Grave: Extranjero ataca con cuchillo carnicero a un joven con TEA

En un incidente estremecedor ocurrido en Sindempart, la tranquila noche del miércoles se vio interrumpida por el grito de alarma: “Lo va a matar, llamen a Carabineros”. Un sujeto de origen árabe, armado con un cuchillo de unos 30 centímetros, atacó a un joven de 24 años diagnosticado con Trastorno del Espectro Autista (TEA).

Carlos, como se llama el joven, había salido esa noche a comprar en un local de comida árabe, donde era un cliente habitual. La vendedora le informó que su pedido se demoraría más de lo normal, por lo que Carlos decidió esperar en el local. Esta decisión desencadenó una serie de eventos que culminaron en una situación extremadamente peligrosa.

Según los relatos de los testigos, el hermano del dueño del local comenzó a mirar a Carlos de manera extraña mientras cortaba carne con el cuchillo. Sin ninguna provocación aparente, le exigió a Carlos que abandonara el local. Sin embargo, debido a la barrera del idioma y a la inesperada reacción del sujeto, Carlos no comprendió la demanda.

La situación se intensificó cuando el hombre salió del local brandiendo el cuchillo y amenazando a Carlos. “Lo agarró de la chaqueta y le propinó unos golpes de puño en la cara y le pegó una patada, y lo lanzó hacia afuera”, contó uno de los vecinos que presenció el incidente.

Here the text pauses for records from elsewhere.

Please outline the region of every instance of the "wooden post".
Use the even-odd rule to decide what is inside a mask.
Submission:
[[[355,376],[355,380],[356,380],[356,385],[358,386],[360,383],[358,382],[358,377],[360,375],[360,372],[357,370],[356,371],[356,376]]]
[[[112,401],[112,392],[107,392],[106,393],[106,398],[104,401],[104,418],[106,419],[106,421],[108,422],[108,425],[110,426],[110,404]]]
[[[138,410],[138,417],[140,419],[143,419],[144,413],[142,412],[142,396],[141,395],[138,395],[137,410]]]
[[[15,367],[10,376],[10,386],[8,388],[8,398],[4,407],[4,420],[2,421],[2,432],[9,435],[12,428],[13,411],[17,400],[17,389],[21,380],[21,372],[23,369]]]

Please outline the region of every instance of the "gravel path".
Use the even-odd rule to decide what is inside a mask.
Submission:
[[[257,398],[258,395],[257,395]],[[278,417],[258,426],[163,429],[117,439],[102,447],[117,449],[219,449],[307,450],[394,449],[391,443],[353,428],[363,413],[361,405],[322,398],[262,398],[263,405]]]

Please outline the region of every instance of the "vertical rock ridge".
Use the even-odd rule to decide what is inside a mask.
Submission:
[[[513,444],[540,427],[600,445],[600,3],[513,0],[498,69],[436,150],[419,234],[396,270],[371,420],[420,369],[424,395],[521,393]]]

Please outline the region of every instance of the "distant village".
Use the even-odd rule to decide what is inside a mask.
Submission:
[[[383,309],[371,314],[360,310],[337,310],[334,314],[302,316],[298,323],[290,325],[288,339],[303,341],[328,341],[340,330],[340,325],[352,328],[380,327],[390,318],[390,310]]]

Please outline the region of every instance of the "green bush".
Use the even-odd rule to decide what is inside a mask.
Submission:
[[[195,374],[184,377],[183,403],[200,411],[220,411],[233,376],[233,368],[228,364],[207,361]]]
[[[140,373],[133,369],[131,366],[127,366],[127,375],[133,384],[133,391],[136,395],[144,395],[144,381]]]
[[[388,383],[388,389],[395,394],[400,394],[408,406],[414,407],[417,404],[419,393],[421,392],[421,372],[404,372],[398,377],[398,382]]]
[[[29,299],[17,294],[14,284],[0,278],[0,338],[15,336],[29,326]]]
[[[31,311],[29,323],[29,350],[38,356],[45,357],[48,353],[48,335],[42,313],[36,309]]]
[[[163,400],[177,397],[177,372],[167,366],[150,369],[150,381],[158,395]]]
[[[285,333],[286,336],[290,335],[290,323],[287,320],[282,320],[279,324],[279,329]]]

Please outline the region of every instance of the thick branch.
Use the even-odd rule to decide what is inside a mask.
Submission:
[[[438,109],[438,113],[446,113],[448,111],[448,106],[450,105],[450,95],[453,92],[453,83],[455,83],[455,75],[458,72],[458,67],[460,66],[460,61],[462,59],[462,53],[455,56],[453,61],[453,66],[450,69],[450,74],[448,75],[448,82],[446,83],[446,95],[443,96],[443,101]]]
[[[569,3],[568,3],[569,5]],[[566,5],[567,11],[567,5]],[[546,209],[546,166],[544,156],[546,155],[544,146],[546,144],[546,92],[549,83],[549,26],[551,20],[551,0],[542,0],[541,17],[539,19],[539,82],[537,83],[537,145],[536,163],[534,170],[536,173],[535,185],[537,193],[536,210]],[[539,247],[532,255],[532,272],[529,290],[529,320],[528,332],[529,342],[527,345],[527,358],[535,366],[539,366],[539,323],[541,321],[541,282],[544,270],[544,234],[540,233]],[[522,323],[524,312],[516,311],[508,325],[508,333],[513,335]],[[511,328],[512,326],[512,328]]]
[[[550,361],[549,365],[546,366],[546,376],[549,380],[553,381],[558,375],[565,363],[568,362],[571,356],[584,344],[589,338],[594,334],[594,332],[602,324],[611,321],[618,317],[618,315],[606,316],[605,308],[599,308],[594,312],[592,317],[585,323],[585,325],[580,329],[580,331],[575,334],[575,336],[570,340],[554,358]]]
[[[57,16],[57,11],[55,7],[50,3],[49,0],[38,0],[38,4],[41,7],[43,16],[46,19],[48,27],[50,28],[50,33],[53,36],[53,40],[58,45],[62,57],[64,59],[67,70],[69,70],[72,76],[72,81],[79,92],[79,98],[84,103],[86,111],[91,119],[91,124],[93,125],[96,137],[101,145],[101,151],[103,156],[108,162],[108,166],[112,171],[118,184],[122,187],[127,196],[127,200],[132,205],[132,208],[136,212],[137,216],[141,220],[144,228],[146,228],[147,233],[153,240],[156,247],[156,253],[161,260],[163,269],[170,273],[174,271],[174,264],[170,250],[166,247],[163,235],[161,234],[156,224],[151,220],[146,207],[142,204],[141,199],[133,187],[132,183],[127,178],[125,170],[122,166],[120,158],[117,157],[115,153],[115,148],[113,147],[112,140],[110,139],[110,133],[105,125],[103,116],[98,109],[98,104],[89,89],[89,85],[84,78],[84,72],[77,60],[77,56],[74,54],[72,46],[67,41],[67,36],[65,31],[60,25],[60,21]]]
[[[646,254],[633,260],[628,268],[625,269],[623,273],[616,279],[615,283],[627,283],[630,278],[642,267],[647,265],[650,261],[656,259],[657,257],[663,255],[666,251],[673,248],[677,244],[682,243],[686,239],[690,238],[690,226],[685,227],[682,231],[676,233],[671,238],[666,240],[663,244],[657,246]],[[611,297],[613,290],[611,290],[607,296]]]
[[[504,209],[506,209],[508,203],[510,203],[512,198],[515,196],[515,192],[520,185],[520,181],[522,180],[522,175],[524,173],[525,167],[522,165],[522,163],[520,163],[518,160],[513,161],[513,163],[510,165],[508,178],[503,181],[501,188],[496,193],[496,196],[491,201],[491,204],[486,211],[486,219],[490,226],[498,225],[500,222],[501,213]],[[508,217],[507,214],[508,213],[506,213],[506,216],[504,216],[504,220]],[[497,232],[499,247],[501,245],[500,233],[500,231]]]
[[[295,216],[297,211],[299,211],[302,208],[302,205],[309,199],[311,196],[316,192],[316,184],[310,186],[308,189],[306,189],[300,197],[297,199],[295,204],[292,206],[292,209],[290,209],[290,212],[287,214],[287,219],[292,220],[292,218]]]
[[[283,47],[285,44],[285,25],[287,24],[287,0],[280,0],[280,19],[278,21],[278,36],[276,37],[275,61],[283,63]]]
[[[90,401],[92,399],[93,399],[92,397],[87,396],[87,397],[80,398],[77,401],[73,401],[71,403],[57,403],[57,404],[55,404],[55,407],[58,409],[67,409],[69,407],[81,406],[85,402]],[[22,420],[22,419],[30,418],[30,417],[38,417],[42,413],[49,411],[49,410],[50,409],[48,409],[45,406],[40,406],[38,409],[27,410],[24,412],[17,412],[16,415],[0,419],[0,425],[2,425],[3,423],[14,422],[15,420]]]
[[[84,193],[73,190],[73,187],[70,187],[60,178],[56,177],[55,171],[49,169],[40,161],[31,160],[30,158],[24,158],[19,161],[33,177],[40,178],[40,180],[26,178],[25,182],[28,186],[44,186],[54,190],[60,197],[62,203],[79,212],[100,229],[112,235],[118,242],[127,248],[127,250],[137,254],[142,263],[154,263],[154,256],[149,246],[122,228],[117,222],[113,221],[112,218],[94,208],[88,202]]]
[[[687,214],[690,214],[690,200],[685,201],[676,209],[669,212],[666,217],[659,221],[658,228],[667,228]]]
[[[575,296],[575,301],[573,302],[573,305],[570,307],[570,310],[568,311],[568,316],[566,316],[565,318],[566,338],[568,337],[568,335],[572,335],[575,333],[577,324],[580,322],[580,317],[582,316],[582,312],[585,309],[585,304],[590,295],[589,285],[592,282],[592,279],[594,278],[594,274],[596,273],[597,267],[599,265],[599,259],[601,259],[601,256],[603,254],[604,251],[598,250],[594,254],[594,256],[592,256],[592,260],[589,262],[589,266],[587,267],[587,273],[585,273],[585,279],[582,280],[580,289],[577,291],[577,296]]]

Carlos logró escapar y corrió hacia la casa de su madre, que estaba a pocos metros de distancia. Pero el atacante lo siguió, gritando en árabe y blandiendo su cuchillo.

La hermana de Carlos, Jessica Rodríguez, estaba en casa en ese momento. Cuando escuchó los gritos, nunca imaginó que se trataba de su hermano pidiendo ayuda. Pero al abrir la puerta, se encontró con la aterradora imagen del agresor amenazando a Carlos con el cuchillo en su propio portón.

“Comenzamos a gritar y salieron todos los vecinos y se activó la alarma comunitaria. Al ver esto la persona soltó a mi hermano, si no lo mata”, afirmó Jessica. El atacante finalmente se retiró, amenazando a los presentes con el cuchillo, antes de ser detenido por los Carabineros.

La familia de Carlos, ahora teme pasar por el local de comida donde ocurrió el incidente. Según Jessica, el dueño del local, hermano del agresor, le dio dos explicaciones diferentes para el comportamiento de su hermano: primero, que tenía antecedentes de esquizofrenia y luego, que sufría de un trauma de postguerra.

La comunidad local quedó conmocionada por el incidente. Aquellos que conocen a Carlos, a pesar de su edad, lo describen como un niño por su condición de TEA. “Es muy tranquilo y respetuoso”, explicó su hermana.

Hiledina Heredesano, una de las vecinas, describió la situación como angustiante. “Carlos es muy respetuoso y tranquilo, no creo que pueda haber hecho algo malo que provocara al árabe”, afirmó.

Una vez detenido, el agresor fue formalizado por amenazas con arma blanca y se le impusieron medidas cautelares que incluyen la prohibición de acercarse a la víctima y al lugar del incidente, además de salir del país. La fiscal de flagrancia, Ninoska Mosnich, instruyó al personal policial de la SIP de Carabineros a realizar diversas pericias para esclarecer el caso, incluyendo la revisión de posibles grabaciones de cámaras de seguridad y la situación migratoria del detenido.

Este incidente destaca la importancia de una comunicación efectiva y la comprensión cultural en nuestras comunidades cada vez más diversas. También subraya la necesidad de proteger a las personas más vulnerables de nuestra sociedad, en este caso, un joven con TEA. Como sociedad, debemos esforzarnos por crear un entorno seguro y acogedor para todos, independientemente de su origen o sus capacidades.